Step1: Configure your Firewire Audio Interface to work in Recording
Since your external Firewire audio interface is primarily used for recording, the first step is configuring it to work with recording. The objectives of this step are the following:
a.) Enable Linux to detect your installed Firewire audio interface.
b.) Install the necessary Firewire audio drivers for it to work.
c.) Install JACK, a low latency sound server that can be used with Firewire audio drivers.
d.) Record through your audio interface using a digital audio workstation.
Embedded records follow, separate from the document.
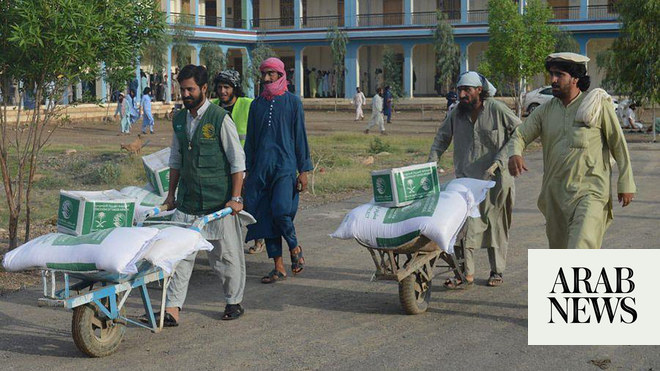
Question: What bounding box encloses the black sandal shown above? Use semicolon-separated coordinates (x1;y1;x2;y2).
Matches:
140;311;179;327
488;272;503;287
261;269;287;284
290;246;305;275
222;304;245;320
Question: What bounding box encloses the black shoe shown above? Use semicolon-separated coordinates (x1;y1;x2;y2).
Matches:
222;304;244;320
139;311;178;327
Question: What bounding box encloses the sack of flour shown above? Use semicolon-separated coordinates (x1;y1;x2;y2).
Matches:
2;227;159;274
330;178;494;253
142;226;213;274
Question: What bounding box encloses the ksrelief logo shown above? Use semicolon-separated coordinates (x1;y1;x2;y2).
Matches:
202;123;215;139
376;178;386;195
61;200;73;220
420;176;431;191
113;214;125;227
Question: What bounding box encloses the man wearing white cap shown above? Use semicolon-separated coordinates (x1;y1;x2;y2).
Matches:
429;71;520;288
507;52;636;249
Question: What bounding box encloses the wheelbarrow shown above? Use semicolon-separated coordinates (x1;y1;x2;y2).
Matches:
36;206;233;357
356;227;468;315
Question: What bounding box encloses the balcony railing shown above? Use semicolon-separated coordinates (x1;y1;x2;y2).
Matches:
588;5;619;20
357;12;404;27
302;15;342;29
411;11;461;25
467;9;488;24
550;6;580;20
167;6;619;32
252;17;295;30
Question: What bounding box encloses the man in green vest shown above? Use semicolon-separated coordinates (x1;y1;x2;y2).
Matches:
162;64;247;325
211;69;265;254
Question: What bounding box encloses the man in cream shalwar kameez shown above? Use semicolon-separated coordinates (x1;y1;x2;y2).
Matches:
507;52;636;249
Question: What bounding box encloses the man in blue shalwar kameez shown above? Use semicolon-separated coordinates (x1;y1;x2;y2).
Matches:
243;57;313;284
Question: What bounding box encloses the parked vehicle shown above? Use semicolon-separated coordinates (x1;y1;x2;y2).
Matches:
522;86;553;116
523;86;619;116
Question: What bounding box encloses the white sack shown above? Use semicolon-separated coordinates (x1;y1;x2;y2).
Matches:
2;227;159;274
142;226;213;274
330;178;495;253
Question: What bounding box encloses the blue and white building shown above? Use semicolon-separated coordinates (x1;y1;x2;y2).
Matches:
154;0;621;101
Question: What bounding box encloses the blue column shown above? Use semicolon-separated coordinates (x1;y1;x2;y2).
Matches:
195;44;201;65
577;37;588;55
458;41;469;73
404;0;413;25
194;0;199;25
220;0;226;28
402;44;413;98
244;0;253;30
345;0;357;28
136;60;142;99
99;62;107;103
166;45;172;103
294;0;302;29
344;42;359;98
580;0;589;20
243;47;255;97
294;46;304;98
166;0;171;23
461;0;468;24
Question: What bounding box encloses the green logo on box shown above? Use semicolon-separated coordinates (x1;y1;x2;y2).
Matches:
58;196;79;230
372;175;393;202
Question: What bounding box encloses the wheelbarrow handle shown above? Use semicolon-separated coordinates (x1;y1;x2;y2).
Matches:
190;207;233;232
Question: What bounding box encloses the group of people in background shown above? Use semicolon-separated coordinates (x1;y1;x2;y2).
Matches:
306;68;342;98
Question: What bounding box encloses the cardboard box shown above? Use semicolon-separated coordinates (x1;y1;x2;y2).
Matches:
57;190;137;236
371;162;440;207
142;148;170;196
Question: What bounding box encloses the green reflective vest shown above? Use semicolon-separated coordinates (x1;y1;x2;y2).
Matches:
173;104;231;215
210;96;253;146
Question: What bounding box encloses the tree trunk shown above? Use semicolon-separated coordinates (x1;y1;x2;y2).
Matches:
8;212;18;250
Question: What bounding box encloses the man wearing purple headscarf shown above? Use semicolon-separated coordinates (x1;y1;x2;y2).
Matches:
243;57;313;284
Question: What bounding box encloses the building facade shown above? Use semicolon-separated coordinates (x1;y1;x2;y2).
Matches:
150;0;621;101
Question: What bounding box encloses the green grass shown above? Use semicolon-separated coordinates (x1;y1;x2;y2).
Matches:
307;132;453;194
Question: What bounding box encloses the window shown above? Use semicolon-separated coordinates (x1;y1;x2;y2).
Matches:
540;88;553;95
438;0;461;20
281;0;294;26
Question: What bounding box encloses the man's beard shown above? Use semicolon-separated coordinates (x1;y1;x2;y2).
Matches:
551;83;568;99
221;93;235;106
457;96;478;113
183;93;203;110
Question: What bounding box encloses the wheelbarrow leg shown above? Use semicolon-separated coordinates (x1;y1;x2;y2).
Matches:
139;283;157;332
158;275;171;331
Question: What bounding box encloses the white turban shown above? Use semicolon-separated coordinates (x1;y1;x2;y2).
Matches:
457;71;497;97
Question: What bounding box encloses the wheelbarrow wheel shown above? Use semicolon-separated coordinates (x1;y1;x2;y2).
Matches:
71;302;125;357
399;271;432;315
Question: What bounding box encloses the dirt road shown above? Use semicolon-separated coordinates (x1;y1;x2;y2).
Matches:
1;112;659;369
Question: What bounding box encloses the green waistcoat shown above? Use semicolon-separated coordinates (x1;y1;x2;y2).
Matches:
210;96;253;146
173;104;231;215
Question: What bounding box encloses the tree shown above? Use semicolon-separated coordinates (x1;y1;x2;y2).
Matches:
0;0;166;249
554;29;580;53
172;16;195;69
382;46;403;99
433;10;460;94
247;42;277;96
327;26;348;111
597;0;659;140
199;43;227;98
485;0;556;116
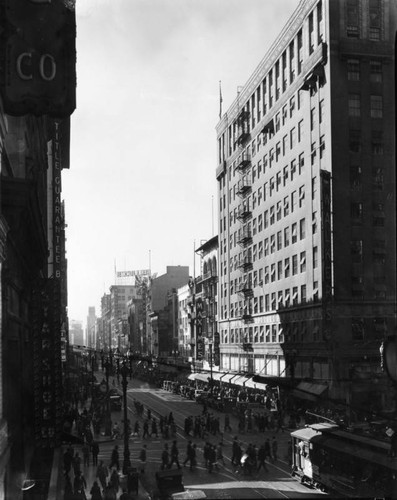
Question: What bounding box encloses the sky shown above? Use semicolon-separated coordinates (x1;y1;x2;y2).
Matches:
63;0;298;325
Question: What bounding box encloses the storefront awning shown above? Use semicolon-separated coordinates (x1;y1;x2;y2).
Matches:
188;372;211;383
245;377;267;391
220;373;239;384
292;381;328;401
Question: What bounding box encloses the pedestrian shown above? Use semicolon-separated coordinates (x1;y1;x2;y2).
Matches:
151;418;158;437
89;480;103;500
73;452;82;476
96;460;108;490
109;445;120;471
64;474;73;500
132;421;140;437
271;436;278;461
231;437;239;465
82;441;90;467
168;440;181;469
208;445;217;473
119;488;132;500
161;444;169;470
203;442;210;469
264;438;272;462
109;468;120;494
168;412;174;425
73;470;87;499
216;442;225;466
139;444;147;474
103;484;117;500
183;441;194;469
143;420;150;439
224;414;232;432
147;408;151;421
91;441;99;466
257;444;268;473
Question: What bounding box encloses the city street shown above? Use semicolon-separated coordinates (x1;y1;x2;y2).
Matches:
58;371;328;499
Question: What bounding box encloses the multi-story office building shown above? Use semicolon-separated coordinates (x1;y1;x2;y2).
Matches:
177;284;192;359
216;0;396;412
109;285;138;350
86;306;97;348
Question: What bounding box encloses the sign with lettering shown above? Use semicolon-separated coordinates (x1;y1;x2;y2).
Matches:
196;298;204;360
0;0;76;117
321;170;332;341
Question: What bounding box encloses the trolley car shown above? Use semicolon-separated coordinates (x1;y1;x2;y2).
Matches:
291;423;397;498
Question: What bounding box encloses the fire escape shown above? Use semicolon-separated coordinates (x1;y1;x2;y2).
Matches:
235;105;253;325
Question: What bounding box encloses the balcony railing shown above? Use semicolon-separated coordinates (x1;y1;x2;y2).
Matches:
236;152;251;172
237;281;253;298
236;178;252;197
237;255;253;271
237;228;252;247
236;203;252;221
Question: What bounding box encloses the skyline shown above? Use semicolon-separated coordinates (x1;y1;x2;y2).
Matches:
63;0;298;324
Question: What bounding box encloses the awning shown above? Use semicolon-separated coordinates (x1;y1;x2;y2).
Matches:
231;375;251;387
245;377;267;391
292;382;328;401
220;373;239;384
210;372;223;382
188;372;211;383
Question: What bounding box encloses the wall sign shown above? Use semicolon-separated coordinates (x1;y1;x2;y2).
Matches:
0;0;76;117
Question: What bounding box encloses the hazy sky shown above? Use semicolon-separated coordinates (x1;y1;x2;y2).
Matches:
63;0;298;324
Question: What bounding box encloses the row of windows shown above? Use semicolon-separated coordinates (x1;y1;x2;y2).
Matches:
346;0;383;41
218;1;324;163
349;130;385;155
348;94;383;118
347;59;383;82
350;166;385;191
219;282;318;320
351;202;385;226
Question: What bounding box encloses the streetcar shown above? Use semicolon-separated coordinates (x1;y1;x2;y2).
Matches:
291;422;397;498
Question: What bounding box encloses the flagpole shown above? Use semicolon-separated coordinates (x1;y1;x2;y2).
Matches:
219;80;223;120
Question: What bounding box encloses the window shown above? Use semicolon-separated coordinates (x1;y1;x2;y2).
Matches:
264;266;269;284
298;153;304;175
292;255;298;275
319;135;325;159
284;289;290;307
277;261;283;280
299;186;305;207
313;246;318;268
277;230;282;250
298;120;304;142
258;213;263;233
300;251;306;272
276;201;282;221
299;218;306;239
312;212;317;234
276;173;282;192
351;202;363;224
373;167;384;190
301;284;306;302
312;176;317;200
370;61;382;82
351;240;363;263
270;205;275;225
283;196;289;217
297;30;303;74
348;94;361;117
264;210;269;228
271;292;276;310
289;96;295;118
284;257;290;277
282;105;288;125
284;227;290;247
310;107;316;131
291;223;297;244
289;39;295;82
319;99;324;124
349;130;361;153
308;12;314;54
290;127;296;149
370;95;383;118
350;165;362;190
277;291;283;309
346;0;360;38
347;59;360;80
291;159;297;180
292;286;298;305
283;135;288;156
313;281;319;301
369;0;381;41
283;166;289;186
270;234;275;253
291;191;297;213
372;132;383;155
311;142;317;165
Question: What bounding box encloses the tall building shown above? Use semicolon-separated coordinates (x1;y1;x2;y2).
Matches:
216;0;396;413
109;285;138;351
86;306;96;348
69;320;84;346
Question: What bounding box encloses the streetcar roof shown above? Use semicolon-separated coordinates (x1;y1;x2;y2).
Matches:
291;423;338;440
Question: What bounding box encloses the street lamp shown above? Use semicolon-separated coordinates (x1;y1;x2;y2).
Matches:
120;362;131;474
104;357;112;436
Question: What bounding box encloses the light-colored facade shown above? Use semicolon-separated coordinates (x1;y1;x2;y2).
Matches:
177;284;192;359
109;285;138;351
216;0;396;410
86;306;96;349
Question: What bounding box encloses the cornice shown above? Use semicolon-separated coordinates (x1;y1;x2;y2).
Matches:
216;0;319;136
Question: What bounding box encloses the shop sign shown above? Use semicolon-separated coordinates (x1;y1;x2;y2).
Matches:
196;298;204;360
0;0;76;117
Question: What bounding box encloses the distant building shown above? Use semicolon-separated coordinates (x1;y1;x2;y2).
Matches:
86;306;96;349
177;284;192;359
216;0;396;412
69;319;84;347
147;266;190;356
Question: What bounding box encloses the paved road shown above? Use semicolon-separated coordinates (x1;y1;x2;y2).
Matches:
99;374;328;499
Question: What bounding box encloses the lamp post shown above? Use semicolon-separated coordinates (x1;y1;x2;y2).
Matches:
209;343;214;396
104;357;112;436
120;362;131;474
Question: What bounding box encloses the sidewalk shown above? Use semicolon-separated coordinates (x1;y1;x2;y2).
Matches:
48;400;151;500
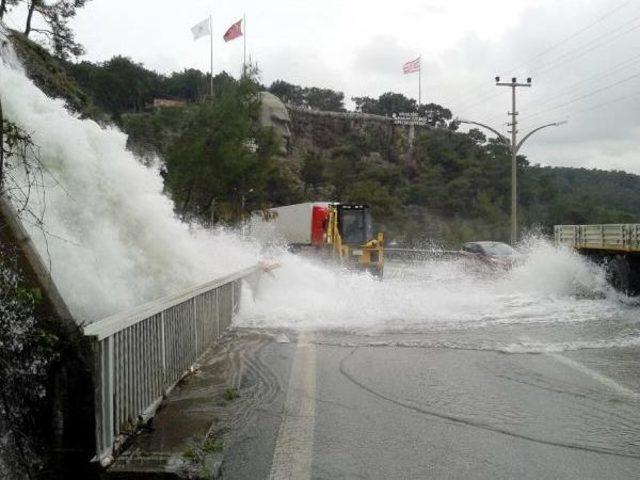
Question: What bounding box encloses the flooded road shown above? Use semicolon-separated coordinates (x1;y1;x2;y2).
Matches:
222;247;640;479
219;326;640;479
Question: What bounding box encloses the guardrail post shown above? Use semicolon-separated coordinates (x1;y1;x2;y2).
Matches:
93;335;115;463
107;337;114;451
192;297;198;356
160;311;166;385
215;288;220;338
232;281;237;314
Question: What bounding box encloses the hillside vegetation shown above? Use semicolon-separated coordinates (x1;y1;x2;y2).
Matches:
11;33;640;246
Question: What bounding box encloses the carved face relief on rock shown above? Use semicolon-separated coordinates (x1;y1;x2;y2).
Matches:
258;91;291;155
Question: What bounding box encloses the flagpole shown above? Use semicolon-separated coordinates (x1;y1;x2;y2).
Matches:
418;55;421;107
209;14;213;97
242;13;247;77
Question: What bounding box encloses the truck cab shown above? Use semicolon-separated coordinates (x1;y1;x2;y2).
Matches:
325;203;384;277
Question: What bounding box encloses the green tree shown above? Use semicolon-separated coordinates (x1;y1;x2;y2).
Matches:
269;80;304;106
0;254;58;479
418;102;452;128
352;96;380;114
162;68;209;103
25;0;90;59
163;75;283;223
353;92;421;116
377;92;416;116
303;86;345;111
301;151;325;189
269;81;345;111
467;128;487;145
345;179;401;220
69;56;161;117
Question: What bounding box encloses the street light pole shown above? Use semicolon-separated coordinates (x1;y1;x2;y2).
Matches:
459;78;565;245
496;77;530;245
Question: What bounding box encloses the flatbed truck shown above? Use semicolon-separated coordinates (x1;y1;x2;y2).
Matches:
555;224;640;294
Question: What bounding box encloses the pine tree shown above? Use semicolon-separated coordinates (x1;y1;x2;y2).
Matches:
24;0;90;59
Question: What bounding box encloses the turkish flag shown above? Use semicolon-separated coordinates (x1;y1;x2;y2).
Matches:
223;19;243;42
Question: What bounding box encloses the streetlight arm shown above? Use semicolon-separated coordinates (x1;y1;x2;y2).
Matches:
458;119;509;145
514;121;566;153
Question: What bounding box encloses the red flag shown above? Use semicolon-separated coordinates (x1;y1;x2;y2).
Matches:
223;19;243;42
403;57;420;74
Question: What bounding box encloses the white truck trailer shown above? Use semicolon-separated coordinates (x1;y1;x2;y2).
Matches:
555;224;640;294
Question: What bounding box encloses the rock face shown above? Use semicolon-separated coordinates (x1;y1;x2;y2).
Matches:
286;106;420;167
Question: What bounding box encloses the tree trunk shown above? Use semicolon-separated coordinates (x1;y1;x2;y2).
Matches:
0;0;7;20
24;1;37;37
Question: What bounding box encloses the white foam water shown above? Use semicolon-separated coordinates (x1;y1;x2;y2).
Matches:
0;35;260;321
240;238;613;328
239;238;640;352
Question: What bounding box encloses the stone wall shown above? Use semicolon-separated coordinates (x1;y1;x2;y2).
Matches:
286;106;425;166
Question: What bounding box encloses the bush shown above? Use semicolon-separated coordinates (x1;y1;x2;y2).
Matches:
0;252;58;479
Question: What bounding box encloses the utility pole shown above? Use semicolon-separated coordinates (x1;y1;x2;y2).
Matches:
459;76;565;245
496;76;530;245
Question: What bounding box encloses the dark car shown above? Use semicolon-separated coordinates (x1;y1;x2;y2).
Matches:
460;241;522;271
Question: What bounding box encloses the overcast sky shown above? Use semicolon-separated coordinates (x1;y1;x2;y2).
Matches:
6;0;640;174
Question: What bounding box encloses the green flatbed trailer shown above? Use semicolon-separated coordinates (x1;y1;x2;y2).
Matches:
554;224;640;294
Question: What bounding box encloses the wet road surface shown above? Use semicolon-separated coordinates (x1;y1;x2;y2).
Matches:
221;326;640;480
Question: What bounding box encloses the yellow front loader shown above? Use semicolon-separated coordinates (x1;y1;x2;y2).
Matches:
324;204;384;278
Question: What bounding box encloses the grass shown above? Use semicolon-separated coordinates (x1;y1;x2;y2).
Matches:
202;437;224;453
223;387;240;402
182;446;198;462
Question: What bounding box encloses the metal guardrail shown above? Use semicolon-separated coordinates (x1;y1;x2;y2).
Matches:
555;224;640;252
83;265;263;465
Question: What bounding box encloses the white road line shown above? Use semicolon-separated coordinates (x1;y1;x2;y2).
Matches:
546;352;640;399
269;331;317;480
520;335;640;399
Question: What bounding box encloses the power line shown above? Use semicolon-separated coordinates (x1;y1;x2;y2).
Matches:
523;70;640;121
529;13;640;78
519;51;640;113
569;90;640;117
452;1;636;115
460;20;640;125
508;0;635;74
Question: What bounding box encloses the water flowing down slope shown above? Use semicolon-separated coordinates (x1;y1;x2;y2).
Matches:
0;37;259;321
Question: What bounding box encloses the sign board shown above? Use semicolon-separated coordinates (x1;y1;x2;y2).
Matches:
392;112;429;126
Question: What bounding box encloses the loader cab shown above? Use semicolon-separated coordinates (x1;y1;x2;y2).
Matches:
336;204;374;245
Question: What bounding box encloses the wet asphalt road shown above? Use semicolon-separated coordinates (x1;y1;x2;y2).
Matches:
221;328;640;480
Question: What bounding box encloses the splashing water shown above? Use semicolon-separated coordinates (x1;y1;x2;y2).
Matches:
239;237;613;330
239;237;640;353
0;36;260;321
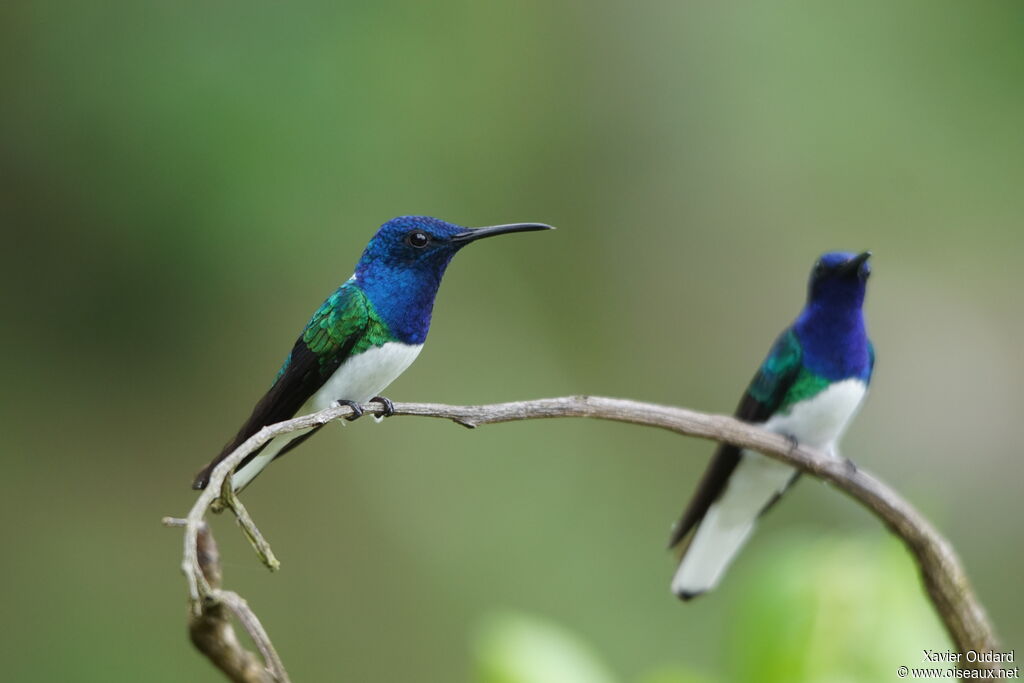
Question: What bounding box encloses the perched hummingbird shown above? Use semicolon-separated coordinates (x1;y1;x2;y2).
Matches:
668;251;874;600
193;216;553;492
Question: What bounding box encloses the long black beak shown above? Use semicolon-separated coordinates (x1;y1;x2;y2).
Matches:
839;251;872;276
451;222;555;243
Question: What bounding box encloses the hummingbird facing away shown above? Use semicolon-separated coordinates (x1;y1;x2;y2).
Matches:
193;216;553;492
668;251;874;600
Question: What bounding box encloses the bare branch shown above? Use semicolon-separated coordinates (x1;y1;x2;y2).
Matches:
167;396;1002;678
218;480;281;572
163;520;290;682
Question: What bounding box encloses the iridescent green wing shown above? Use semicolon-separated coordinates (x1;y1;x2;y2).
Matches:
746;328;805;416
298;284;373;378
668;328;804;548
193;282;375;488
298;283;393;372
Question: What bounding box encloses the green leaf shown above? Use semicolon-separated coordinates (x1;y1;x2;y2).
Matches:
728;535;953;682
474;612;619;683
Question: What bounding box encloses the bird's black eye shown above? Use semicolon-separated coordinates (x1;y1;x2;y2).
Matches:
814;261;826;276
406;230;430;248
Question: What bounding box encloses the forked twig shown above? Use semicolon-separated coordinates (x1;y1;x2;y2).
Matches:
161;520;290;682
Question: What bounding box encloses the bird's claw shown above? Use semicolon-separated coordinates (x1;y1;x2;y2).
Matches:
843;457;859;475
784;434;800;455
370;395;395;418
334;399;364;421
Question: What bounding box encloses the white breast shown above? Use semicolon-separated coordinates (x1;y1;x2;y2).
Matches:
761;378;867;453
308;342;423;412
671;377;869;598
230;341;423;492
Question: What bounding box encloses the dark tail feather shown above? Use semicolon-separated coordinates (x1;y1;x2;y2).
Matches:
192;433;269;490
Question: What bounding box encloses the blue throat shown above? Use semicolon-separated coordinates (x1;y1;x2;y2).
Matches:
794;281;871;382
353;216;468;345
355;262;449;345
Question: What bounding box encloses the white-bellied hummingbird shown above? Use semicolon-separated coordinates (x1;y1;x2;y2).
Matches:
669;251;874;599
193;216;553;492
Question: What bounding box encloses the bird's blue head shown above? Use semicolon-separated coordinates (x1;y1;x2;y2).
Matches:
795;251;873;380
806;251;872;310
354;216;553;343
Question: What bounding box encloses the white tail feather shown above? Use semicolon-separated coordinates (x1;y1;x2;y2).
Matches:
672;451;796;598
230;428;313;492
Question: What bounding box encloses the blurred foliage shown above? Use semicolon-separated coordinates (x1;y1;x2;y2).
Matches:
475;613;618;683
1;1;1021;681
476;537;950;683
728;536;952;682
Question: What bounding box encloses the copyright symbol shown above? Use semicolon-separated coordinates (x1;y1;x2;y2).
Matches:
898;665;909;678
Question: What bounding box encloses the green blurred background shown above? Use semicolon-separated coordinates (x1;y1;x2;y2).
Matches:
2;1;1021;681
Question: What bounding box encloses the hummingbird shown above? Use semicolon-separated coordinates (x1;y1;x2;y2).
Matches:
668;251;874;600
192;216;553;492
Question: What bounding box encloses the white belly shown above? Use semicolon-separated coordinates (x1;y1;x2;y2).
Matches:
671;377;868;597
761;378;868;453
230;341;422;491
306;341;423;412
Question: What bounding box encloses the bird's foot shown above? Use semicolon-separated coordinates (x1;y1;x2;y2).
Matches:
784;433;800;455
370;395;395;418
843;457;859;475
334;399;364;421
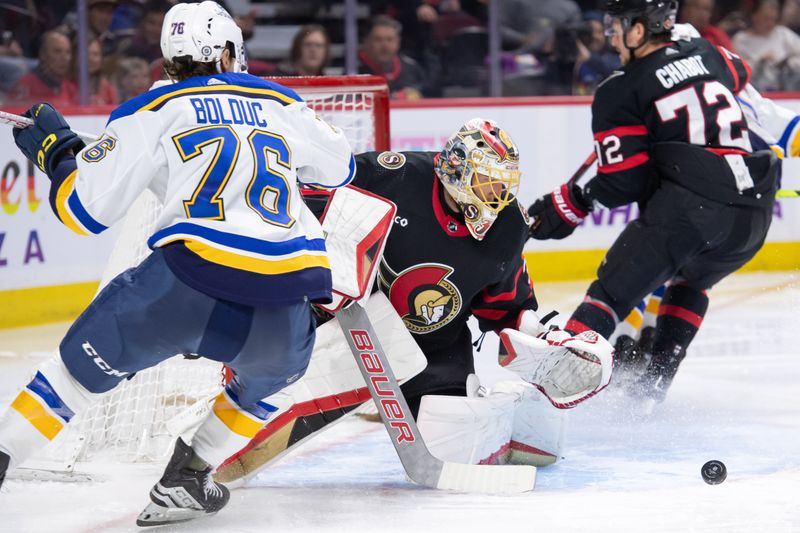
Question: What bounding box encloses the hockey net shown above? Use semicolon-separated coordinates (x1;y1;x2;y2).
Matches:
30;76;390;472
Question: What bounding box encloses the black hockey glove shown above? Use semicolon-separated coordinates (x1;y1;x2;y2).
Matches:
528;183;591;240
12;103;85;178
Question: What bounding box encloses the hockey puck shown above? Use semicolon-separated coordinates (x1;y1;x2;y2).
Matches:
701;460;727;484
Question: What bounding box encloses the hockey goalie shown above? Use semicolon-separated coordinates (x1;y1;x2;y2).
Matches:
215;138;614;486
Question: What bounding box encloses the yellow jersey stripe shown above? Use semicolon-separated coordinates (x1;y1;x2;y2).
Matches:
645;297;662;315
624;309;644;330
54;170;89;236
182;239;330;274
212;392;265;439
11;390;64;440
137;85;297;113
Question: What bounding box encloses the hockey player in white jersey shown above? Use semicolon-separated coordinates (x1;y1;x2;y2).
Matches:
0;1;354;526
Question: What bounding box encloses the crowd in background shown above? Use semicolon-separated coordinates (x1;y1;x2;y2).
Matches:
2;0;800;107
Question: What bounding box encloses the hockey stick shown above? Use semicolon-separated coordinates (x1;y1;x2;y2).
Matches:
567;151;598;187
0;110;98;143
338;303;537;494
529;151;597;234
776;189;800;198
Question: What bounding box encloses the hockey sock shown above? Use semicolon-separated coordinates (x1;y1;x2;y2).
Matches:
612;298;646;344
191;379;279;468
565;284;618;339
642;284;666;332
0;353;99;468
651;283;709;362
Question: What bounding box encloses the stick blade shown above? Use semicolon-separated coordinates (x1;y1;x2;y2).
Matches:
437;463;536;494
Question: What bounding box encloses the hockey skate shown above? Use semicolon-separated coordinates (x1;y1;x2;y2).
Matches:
628;344;686;413
136;438;229;527
0;450;9;490
612;326;657;388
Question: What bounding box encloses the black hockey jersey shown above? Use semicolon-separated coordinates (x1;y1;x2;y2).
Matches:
585;37;752;208
307;151;538;396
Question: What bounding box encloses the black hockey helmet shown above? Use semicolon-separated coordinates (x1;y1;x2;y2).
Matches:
603;0;678;36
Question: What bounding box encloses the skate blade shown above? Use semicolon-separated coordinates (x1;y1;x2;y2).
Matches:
136;501;217;527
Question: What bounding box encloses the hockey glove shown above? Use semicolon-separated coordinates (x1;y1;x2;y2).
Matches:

To accomplish the above steps, you can read this tutorial on the installation guide of Saffire Pro40 in Ubuntu 11.10. Take note that the illustrated Firewire audio interface is Saffire Pro 40 although you can try using the steps on that tutorial to install any Firewire audio interface.
Unlike in Windows where the manufacturer supplies the drivers; in Linux there is only generic Firewire audio driver called as FFADO. These drivers are designed to work with many Firewire audio interfaces. You can find out if your hardware is supported here.
Do not proceed to step two until your Firewire audio is fully working and attained the objectives set previously.
Step2.) Configure your Audio Interface to Accept Non-Jack audio streams
In Step1, your Firewire audio interface communicates with JACK daemon. However, by default, you cannot use JACK to accomplish the rest of the audio task below without additional configuration.
a.) Listen to MP3 using your favorite multimedia player.
b.) Watching movies.
c.) Use audio along with your browser.
Outside the JACK world, there is ALSA; an audio driver designed for general consumer and multimedia applications. These are the ones used by your multimedia MP3 players, movie streamers, browsers, etc. except for serious music production/recording where JACK is used.
To make your Firewire audio interface work with ALSA, you need to route the audio from ALSA (coming from your audio client) to JACK. Once in the JACK, it will be easily communicated with your Firewire audio interface through FFADO.
Below are the detailed steps on how to do this:
1.) Install the ALSA-JACK PCM plug-in. Go to Ubuntu software center and type: libasound2-plugins
You need this installed. Once it is properly installed you see a green marked below the plug-in, see screenshot below:
2.) Open up your terminal by pressing Control – Alt – T. Type this command (take note of the dot before asoundrc):
$ pico .asoundrc
Assuming its empty, copy the code from here to the .asoundrc file. This is how it looks like after copying the code:
To save, click Control- O, and then type Control X to exit.